Is it true, IR can see through clothes? 
could come in handy 
lol jokes.


----------



## ann (Aug 27, 2010)

here is a site for IR work
\
irphotocom - Home?


----------



## Markw (Aug 28, 2010)

Those are fantastic.  Im really interested in IR photos of people, but I think that can only really be fully achieved successfully with a converted camera.  I will most definately have to get one eventually.  Thanks so much for posting.

Mark


----------



## Garbz (Aug 31, 2010)

UUilliam said:


> Is it true, IR can see through clothes?
> could come in handy
> lol jokes.



IR penetrates cotton much better than visible light. If the subject is wearing a light coloured thin cotton t-shirt and no bra then you'll see some nipples. Mind you if your subject is wearing that outside there's a very good chance he/she may be receptive to a simple "show us your tits".



Markw said:


> Those are fantastic.  Im really interested in IR photos of people, but I think that can only really be fully achieved successfully with a converted camera.



Or film


----------



## ann (Aug 31, 2010)

you can see veins with ir, especially if your not careful with the lighting, but it is wishful thinking to think you can see "naked" bodies


----------



## UUilliam (Sep 1, 2010)

who said anything about nude bodies! :O Dirty minded people!

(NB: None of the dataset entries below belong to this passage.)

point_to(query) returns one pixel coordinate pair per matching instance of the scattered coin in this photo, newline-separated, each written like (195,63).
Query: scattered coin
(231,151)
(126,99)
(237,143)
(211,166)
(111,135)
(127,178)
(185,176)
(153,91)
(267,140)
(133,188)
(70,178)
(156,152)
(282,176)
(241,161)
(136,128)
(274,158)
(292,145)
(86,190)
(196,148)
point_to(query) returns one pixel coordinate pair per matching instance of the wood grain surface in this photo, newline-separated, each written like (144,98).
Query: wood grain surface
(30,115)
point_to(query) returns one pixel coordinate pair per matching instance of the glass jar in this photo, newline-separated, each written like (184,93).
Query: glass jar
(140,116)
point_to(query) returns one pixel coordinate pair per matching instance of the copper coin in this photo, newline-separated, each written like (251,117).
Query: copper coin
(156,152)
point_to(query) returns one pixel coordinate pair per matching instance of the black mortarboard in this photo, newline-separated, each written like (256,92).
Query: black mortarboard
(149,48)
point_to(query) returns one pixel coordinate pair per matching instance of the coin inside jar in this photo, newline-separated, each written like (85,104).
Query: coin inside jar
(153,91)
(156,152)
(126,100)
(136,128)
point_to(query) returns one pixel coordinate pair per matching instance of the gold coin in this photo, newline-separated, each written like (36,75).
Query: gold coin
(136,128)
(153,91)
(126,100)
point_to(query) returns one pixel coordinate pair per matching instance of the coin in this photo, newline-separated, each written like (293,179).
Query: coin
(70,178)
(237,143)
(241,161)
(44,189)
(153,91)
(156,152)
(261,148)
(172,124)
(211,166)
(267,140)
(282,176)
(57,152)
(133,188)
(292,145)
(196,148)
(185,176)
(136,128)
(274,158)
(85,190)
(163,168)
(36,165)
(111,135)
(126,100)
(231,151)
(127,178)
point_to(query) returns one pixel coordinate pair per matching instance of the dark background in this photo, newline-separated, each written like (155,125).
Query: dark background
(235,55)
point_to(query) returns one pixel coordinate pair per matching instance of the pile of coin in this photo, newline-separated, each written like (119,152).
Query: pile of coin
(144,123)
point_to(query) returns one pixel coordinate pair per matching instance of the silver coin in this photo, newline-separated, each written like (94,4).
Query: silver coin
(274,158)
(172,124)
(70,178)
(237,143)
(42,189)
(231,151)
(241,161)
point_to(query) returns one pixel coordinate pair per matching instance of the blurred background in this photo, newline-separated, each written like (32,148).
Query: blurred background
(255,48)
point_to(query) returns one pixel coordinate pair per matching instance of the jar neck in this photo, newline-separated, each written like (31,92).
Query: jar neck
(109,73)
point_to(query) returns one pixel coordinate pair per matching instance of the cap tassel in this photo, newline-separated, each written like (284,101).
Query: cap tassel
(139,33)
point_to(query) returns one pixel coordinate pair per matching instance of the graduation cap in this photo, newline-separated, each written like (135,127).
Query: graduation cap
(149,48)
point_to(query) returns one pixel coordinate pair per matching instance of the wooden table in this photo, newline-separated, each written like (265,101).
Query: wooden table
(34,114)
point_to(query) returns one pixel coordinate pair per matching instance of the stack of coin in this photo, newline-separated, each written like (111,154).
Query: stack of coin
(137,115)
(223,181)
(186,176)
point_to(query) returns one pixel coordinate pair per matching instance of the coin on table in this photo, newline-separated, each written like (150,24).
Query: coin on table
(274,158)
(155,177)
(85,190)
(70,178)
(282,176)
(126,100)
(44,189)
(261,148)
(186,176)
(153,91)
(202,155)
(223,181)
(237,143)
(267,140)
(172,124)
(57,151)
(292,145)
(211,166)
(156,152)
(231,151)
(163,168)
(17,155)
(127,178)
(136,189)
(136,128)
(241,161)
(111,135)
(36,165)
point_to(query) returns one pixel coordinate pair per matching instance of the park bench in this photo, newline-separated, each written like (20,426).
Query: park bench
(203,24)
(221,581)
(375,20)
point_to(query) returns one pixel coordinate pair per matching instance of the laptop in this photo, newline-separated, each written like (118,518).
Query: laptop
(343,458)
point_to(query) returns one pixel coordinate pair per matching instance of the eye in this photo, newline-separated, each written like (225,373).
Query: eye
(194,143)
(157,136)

I meant place clothing OVER the camera and take shots without people seeing the camera *whistle*


----------



## ann (Sep 1, 2010)

seeing through clothes is not the same as putting a piece of cloth over the camera. 

and what is the whistle?


----------



## UUilliam (Sep 2, 2010)

like in tv programmes, when people do something wrong and they make it sound like that isnt what they meant, then whistle as they walk away? IDK how to describe it, was just a joke though, not serious.


----------



## Garbz (Sep 2, 2010)

Should have just stuck with the whistle being the sound of the joke going over ann's head :lmao:


----------